Weekend Redux: What You Missed
Just because you spent all weekend floating down the Expressway due to torrential rain doesn’t mean the world stopped moving. We round up the notable stories you missed.
Seriously, Manny? After days of bitching about how much you wanted to leave Boston, you had Scott Boras call Theo up and ask if you could stay? Thanks for the memories. Enjoy L.A.
This might be the best sentence in all journalism history.
Fourteen women went to the free class Wednesday night – organized by City Councilor Sal LaMattina and taught by his brother Robert “Tokyo Joe” LaMattina, a karate grand master.
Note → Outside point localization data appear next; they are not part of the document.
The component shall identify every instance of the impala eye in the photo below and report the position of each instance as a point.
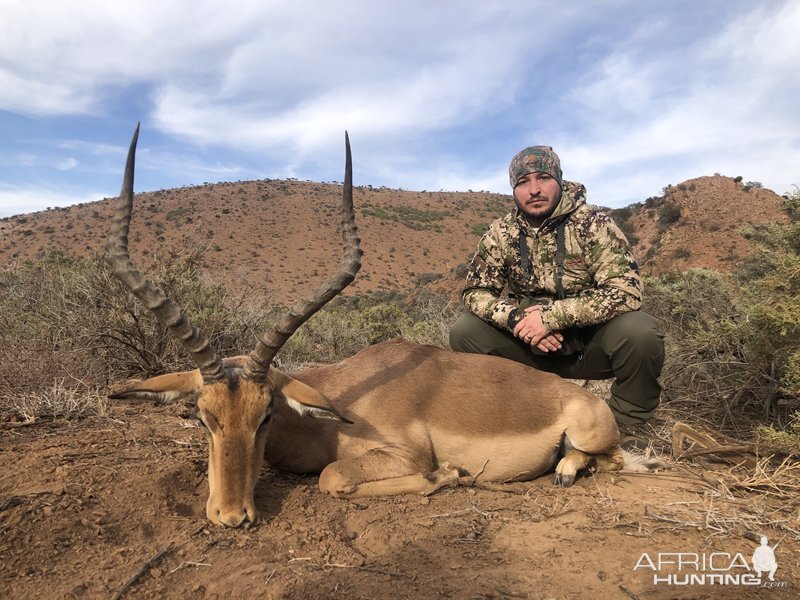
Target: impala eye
(266, 419)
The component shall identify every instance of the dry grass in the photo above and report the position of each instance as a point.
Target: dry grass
(60, 400)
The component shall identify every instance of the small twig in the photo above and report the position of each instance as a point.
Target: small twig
(461, 512)
(145, 567)
(12, 425)
(188, 563)
(369, 570)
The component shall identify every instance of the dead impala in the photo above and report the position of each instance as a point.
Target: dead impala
(395, 418)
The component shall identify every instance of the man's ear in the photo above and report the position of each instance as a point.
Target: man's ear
(302, 398)
(163, 389)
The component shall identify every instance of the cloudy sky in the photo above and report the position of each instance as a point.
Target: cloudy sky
(633, 94)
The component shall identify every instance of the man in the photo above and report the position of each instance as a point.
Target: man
(576, 315)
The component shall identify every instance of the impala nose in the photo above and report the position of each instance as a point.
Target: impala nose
(237, 518)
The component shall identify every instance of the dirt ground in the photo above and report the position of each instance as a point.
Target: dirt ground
(113, 506)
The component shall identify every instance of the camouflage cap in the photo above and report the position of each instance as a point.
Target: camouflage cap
(535, 159)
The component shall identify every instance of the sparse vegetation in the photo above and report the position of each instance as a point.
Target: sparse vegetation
(668, 214)
(411, 217)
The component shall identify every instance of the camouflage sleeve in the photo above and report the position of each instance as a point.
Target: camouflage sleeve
(617, 285)
(486, 279)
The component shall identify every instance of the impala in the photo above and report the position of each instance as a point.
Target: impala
(395, 418)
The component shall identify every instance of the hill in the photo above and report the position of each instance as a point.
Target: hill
(698, 224)
(281, 238)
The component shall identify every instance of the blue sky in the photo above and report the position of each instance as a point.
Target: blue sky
(633, 94)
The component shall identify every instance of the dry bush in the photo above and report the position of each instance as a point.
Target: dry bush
(733, 342)
(59, 400)
(70, 319)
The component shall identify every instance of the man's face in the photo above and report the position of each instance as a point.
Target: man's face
(537, 195)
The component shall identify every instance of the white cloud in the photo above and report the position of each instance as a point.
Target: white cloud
(67, 164)
(692, 111)
(15, 201)
(633, 97)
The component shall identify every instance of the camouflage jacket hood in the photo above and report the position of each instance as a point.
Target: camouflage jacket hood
(601, 278)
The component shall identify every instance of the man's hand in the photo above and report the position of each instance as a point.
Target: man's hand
(531, 330)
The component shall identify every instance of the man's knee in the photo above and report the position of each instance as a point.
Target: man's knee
(638, 331)
(466, 334)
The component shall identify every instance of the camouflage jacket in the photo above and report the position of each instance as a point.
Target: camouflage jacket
(601, 277)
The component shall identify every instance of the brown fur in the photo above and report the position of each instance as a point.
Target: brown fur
(418, 413)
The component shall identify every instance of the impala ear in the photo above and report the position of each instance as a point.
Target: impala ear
(302, 398)
(164, 389)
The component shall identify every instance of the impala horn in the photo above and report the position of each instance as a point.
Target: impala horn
(167, 312)
(258, 363)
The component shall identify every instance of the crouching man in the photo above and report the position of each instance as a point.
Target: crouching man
(574, 292)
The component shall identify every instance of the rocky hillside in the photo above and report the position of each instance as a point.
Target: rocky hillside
(281, 237)
(698, 223)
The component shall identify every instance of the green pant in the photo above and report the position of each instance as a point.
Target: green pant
(628, 348)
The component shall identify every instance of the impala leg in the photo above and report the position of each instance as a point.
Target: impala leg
(568, 467)
(382, 472)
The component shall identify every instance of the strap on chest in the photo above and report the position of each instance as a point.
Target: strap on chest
(560, 254)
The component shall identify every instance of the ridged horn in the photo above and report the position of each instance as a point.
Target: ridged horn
(166, 311)
(257, 366)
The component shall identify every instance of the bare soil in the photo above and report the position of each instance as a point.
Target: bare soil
(113, 506)
(281, 238)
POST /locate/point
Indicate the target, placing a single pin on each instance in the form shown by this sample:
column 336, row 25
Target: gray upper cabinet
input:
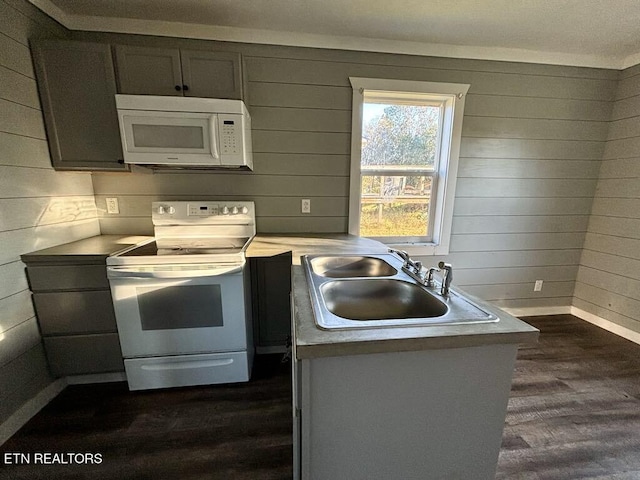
column 167, row 71
column 148, row 70
column 76, row 82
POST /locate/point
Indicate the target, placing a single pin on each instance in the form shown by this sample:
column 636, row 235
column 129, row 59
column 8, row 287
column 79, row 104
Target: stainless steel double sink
column 372, row 291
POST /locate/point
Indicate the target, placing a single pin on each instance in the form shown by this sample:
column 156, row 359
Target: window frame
column 453, row 95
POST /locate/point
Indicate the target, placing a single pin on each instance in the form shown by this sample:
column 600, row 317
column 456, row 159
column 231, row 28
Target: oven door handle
column 213, row 271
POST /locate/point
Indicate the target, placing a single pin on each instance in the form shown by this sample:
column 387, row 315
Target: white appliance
column 185, row 131
column 182, row 300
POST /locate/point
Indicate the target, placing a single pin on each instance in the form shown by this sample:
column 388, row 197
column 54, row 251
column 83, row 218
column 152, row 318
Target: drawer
column 75, row 312
column 84, row 354
column 183, row 370
column 67, row 277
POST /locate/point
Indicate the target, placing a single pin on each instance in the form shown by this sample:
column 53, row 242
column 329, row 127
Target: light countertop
column 313, row 342
column 266, row 245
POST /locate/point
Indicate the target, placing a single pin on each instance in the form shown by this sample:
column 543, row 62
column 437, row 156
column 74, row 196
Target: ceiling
column 595, row 33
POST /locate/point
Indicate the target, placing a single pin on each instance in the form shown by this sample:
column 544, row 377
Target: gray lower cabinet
column 75, row 313
column 271, row 286
column 172, row 71
column 77, row 84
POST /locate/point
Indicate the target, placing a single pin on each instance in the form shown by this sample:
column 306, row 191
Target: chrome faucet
column 409, row 264
column 447, row 277
column 429, row 276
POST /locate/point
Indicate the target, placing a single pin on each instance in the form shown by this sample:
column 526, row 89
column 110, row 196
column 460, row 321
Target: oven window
column 194, row 306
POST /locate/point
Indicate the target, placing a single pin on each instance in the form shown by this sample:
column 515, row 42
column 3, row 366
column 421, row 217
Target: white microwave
column 185, row 131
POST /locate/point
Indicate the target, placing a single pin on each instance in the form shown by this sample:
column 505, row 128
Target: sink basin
column 351, row 266
column 373, row 291
column 380, row 299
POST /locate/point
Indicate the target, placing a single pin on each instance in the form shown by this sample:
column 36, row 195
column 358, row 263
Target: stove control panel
column 201, row 212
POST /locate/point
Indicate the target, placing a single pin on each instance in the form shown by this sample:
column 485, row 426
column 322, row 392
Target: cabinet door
column 148, row 70
column 84, row 354
column 271, row 283
column 69, row 313
column 77, row 85
column 211, row 74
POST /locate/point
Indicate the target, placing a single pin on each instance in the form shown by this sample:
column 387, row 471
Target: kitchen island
column 424, row 402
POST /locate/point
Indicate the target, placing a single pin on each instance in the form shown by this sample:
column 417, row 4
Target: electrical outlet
column 112, row 205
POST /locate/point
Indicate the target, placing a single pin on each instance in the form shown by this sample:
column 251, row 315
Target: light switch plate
column 112, row 205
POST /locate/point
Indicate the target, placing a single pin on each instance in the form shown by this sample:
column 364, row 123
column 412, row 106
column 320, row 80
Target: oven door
column 179, row 309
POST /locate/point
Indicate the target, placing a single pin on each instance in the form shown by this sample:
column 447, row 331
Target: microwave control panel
column 230, row 128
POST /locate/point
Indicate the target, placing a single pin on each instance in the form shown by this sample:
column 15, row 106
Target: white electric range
column 182, row 300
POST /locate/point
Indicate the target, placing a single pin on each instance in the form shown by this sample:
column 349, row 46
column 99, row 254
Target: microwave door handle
column 213, row 136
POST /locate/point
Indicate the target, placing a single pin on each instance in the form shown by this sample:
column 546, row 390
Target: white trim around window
column 453, row 97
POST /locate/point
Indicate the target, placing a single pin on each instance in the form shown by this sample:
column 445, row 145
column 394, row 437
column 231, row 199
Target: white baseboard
column 16, row 421
column 96, row 378
column 608, row 325
column 535, row 311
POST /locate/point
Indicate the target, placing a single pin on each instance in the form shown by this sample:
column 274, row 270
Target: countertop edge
column 312, row 342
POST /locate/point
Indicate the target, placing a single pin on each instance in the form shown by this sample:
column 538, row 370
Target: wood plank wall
column 533, row 139
column 608, row 280
column 39, row 207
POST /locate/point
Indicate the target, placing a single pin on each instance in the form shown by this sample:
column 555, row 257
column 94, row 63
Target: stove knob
column 162, row 209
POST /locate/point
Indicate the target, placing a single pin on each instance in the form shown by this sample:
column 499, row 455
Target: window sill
column 421, row 249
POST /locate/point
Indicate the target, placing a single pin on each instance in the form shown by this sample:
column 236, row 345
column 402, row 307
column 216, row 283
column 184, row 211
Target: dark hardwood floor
column 234, row 431
column 574, row 413
column 574, row 409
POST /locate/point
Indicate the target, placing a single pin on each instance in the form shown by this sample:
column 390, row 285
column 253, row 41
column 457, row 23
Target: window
column 404, row 157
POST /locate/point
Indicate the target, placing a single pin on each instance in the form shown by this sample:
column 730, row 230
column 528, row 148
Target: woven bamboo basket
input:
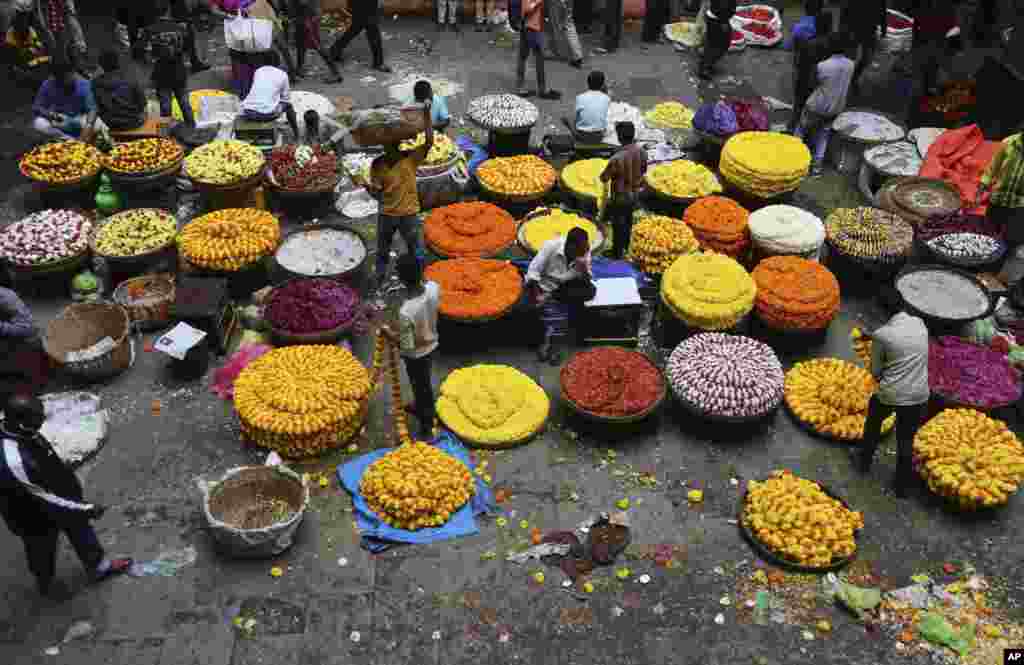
column 81, row 326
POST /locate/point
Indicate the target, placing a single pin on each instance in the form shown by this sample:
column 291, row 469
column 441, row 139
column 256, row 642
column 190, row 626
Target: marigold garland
column 656, row 242
column 301, row 401
column 229, row 239
column 708, row 291
column 492, row 406
column 830, row 397
column 796, row 293
column 720, row 224
column 795, row 518
column 469, row 230
column 970, row 458
column 475, row 288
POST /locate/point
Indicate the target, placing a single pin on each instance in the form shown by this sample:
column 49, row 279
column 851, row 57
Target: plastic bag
column 223, row 377
column 937, row 630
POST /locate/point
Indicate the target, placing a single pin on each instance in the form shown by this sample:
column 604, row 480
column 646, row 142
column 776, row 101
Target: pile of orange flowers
column 720, row 224
column 475, row 288
column 796, row 293
column 469, row 230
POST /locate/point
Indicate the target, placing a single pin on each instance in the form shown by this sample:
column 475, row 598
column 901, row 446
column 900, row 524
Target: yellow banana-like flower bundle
column 974, row 460
column 795, row 518
column 830, row 397
column 302, row 401
column 708, row 291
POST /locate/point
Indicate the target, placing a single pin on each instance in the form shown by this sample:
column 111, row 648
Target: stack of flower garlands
column 830, row 397
column 682, row 179
column 469, row 230
column 796, row 293
column 765, row 163
column 708, row 291
column 656, row 242
column 970, row 458
column 546, row 223
column 726, row 375
column 611, row 382
column 798, row 522
column 492, row 406
column 301, row 401
column 474, row 289
column 869, row 235
column 521, row 176
column 229, row 240
column 720, row 224
column 783, row 230
column 416, row 486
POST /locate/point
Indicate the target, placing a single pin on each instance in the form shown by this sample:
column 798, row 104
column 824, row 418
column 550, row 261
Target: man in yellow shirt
column 392, row 178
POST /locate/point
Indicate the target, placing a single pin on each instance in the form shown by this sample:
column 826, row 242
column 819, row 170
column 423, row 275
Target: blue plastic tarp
column 378, row 536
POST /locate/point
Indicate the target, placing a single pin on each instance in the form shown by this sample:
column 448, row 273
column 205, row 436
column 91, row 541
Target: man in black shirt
column 120, row 99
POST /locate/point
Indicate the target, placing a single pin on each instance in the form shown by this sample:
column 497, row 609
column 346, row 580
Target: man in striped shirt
column 40, row 497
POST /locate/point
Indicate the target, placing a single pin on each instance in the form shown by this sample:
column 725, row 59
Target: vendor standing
column 559, row 281
column 899, row 362
column 1005, row 179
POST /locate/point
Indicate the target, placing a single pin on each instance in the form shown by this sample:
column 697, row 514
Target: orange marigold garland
column 720, row 224
column 475, row 288
column 469, row 230
column 796, row 293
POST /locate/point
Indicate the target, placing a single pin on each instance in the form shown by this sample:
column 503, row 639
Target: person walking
column 717, row 36
column 305, row 14
column 900, row 365
column 41, row 497
column 531, row 40
column 366, row 16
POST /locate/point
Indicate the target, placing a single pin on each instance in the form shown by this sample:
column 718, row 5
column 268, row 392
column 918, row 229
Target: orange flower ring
column 469, row 230
column 475, row 288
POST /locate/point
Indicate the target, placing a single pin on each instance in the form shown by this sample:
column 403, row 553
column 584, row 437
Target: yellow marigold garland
column 972, row 459
column 830, row 397
column 492, row 406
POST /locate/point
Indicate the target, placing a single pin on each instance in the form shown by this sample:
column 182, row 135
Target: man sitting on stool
column 270, row 95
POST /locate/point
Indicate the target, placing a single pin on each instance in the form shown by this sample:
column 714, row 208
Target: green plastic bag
column 937, row 630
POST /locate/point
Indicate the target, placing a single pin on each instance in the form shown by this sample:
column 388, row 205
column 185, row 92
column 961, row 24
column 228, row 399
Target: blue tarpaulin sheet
column 378, row 536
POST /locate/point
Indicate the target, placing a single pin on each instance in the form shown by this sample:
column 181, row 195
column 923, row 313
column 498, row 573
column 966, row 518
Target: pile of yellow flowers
column 967, row 456
column 682, row 179
column 795, row 518
column 584, row 177
column 830, row 397
column 708, row 291
column 442, row 150
column 670, row 115
column 765, row 163
column 523, row 175
column 492, row 406
column 224, row 162
column 229, row 239
column 552, row 222
column 656, row 242
column 301, row 401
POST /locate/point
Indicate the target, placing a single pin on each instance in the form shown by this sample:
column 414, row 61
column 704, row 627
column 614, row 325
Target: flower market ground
column 461, row 601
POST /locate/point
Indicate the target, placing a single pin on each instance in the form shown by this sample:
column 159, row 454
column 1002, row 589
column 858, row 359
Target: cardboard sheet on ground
column 378, row 536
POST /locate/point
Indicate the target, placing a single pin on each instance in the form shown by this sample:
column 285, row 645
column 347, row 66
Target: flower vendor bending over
column 392, row 178
column 417, row 338
column 1005, row 179
column 900, row 364
column 559, row 282
column 40, row 497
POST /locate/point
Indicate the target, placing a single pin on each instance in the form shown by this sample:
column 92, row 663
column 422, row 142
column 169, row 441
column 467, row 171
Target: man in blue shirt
column 592, row 111
column 439, row 116
column 65, row 106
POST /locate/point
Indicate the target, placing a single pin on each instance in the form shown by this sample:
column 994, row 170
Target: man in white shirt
column 559, row 282
column 270, row 94
column 417, row 337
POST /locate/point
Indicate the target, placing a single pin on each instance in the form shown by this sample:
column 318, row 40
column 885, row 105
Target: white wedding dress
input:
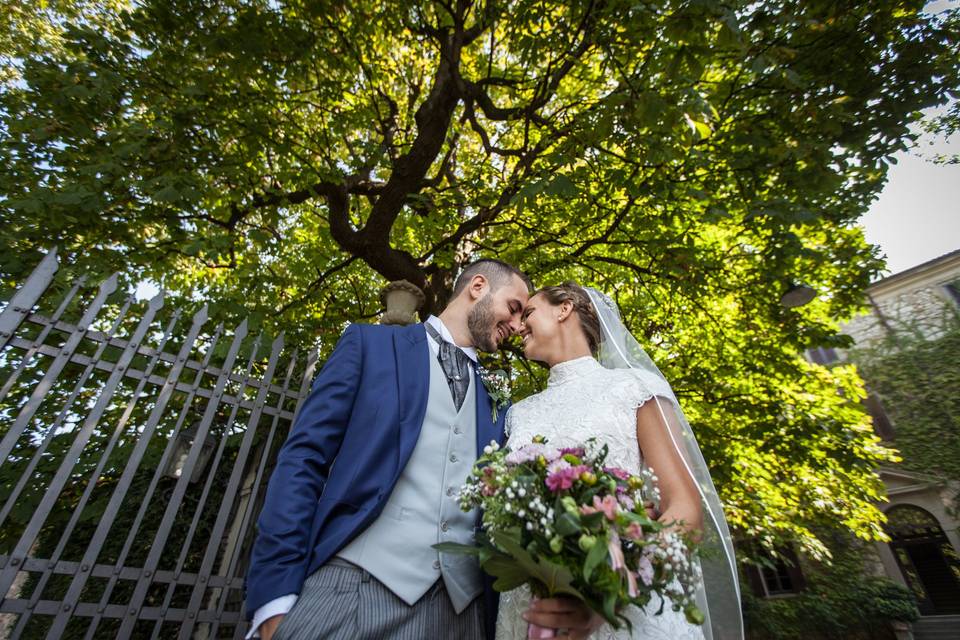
column 585, row 400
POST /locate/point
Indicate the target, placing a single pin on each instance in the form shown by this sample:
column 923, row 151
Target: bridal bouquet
column 562, row 522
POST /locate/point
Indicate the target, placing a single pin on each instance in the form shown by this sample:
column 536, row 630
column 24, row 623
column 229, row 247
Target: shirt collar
column 437, row 324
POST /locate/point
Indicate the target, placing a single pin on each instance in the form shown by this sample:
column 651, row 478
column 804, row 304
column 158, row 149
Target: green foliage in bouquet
column 562, row 522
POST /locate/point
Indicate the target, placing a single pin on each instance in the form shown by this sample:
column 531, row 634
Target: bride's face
column 539, row 328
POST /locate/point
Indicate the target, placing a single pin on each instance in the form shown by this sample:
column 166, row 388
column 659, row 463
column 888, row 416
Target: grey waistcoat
column 423, row 508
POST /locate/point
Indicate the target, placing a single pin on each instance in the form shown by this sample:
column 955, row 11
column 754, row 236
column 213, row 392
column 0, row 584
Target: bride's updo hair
column 572, row 292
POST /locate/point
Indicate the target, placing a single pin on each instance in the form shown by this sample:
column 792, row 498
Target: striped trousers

Tokyo Joe LaMattina. It’s self-defense fusion!
Despite the Legislature’s partial bailout, the Turnpike Authority is still screwed.
Giving retired state workers a pension boost of $120 per year seems pretty pointless. That buys two tanks of gas for them, but will cost the state as much as $3.5 billion.
Much like women using the word bitch and homosexuals using gay, a group of liberals is reclaiming the term moonbat. They even made t-shirts!
Turns out Clark Rockefeller is a real person. The alleged kidnapper and his daughter were found in a Baltimore apartment on Saturday evening. Now let’s see how long it takes the authorities to find his true identity.
HIV is far more widespread than originally thought.
Kevin Cullen’s A-1 story about the death of 14-year-old Rakan Hassan is heartbreakingly well-done.
Cardinal Sean O’Malley has been the archbishop of the Boston Archdiocese for five years. That’s a long time to be in a job you didn’t really want.
[W]hen Pope John Paul II asked him to move to Boston, O’Malley unsuccessfully sent a plea to the pope to reconsider.
“I dropped the phone . . . it was quite a shock,” O’Malley said in an interview Tuesday. “I did ask him to reconsider, and it came back immediately with, no, this is what he wants you to do.”
Side note: It must suck to have your boss be able to say he knows it’s God’s will when you complain about a daunting task he assigns you.
Some Somerville residents are removing their chain-link fences and find that the metaphoric fences between neighbors are falling as a result. That’s sweet. Until someone’s kid wanders into a neighbor’s yard and hurts himself and the lawsuits begin.
Maybe someone should tell Mayor Tom Menino about the joy of taking down fences. Dan Kennedy has a picture of the steel fence city officials installed to keep street performers from breaking the Mayor’s concentration. It partially blocks access to the Freedom Trail. Brilliant move, sir.